# Fermat proof

1. Sep 19, 2004

### ascheras

Prove the following is valid only when n is an odd integer.

x^n + 1= (x+1)(x^n - X^n-2 + ... + (x^2 - x + 1).

It's an easy 3 line proof.

2. Sep 19, 2004

### zefram_c

The notation given already implies that n is an integer. From there, it's easy to check that even values of n result in the wrong sign for the leading order term on RHS.

3. Sep 19, 2004

### mathwonk

(x+1) a factor implies x = -1 is a root, but it ain't. (one liner)

4. Sep 19, 2004

### robert Ihnot

The way that is meant is (X^(2n+1)+1) =(X+1)(X^(2n)-X^(2n-1)+X^(2n-2)-+-..+1).

5. Sep 20, 2004

### mathwonk

robert, how can you tell he meant the converse of what he said? what he said was to prove his statement false for even n, not to prove it true for odd n. that at least is how i translate the word "only".

6. Sep 20, 2004

### robert Ihnot

Yes, that is true. Even so statement is not correct for odd n since

(X^3+1) not equal to (X+1)(X^3-X+1) for all X.

Last edited: Sep 20, 2004
7. Sep 21, 2004

### ascheras

Let n= (2^r)*q, where q has no prime divisors. Then you can write (2^n) +1= (y^q) +1, where y=(2^r).

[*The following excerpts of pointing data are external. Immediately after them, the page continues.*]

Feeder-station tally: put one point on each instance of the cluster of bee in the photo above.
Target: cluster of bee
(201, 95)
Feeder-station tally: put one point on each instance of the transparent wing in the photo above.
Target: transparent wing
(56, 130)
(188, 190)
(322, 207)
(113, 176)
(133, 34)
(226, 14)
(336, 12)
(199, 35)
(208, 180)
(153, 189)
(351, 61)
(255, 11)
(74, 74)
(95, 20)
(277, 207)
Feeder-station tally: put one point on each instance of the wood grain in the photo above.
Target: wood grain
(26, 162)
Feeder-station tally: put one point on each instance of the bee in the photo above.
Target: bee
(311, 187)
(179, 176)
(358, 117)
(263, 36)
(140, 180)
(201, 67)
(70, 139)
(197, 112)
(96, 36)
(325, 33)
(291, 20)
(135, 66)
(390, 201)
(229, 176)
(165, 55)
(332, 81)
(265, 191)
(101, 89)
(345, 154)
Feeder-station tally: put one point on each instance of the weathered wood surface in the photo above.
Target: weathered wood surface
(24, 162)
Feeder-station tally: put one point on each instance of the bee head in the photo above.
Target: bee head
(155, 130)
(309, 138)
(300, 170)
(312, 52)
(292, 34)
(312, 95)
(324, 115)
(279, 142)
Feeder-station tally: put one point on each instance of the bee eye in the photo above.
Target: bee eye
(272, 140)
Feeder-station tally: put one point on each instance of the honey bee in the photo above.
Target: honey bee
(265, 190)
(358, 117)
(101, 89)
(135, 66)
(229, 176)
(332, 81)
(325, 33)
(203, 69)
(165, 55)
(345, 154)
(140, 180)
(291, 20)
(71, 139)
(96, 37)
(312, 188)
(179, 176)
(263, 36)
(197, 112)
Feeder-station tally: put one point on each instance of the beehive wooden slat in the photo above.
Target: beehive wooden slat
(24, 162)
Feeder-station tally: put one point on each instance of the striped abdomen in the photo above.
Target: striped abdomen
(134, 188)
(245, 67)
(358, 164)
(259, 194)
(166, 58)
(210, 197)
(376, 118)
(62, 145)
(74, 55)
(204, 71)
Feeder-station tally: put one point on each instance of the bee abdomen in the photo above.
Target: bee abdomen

Then (2^n) +1= (y+1)(y^(q-1)- y^(q-2) +...+ (y^2) - y+1). Here, y+1= (2^r)+1 >1 and there are two factors. This (2^n)+1 cannot be prime if the other factor is also > 1. That happens unless y^(q-1) +...+ (y^2)- y+1 reduces to 1, i.e. q=1. Therefore (2^n)+1 is prime, which implies that q=1 and n=(2^r) for some r as claimed.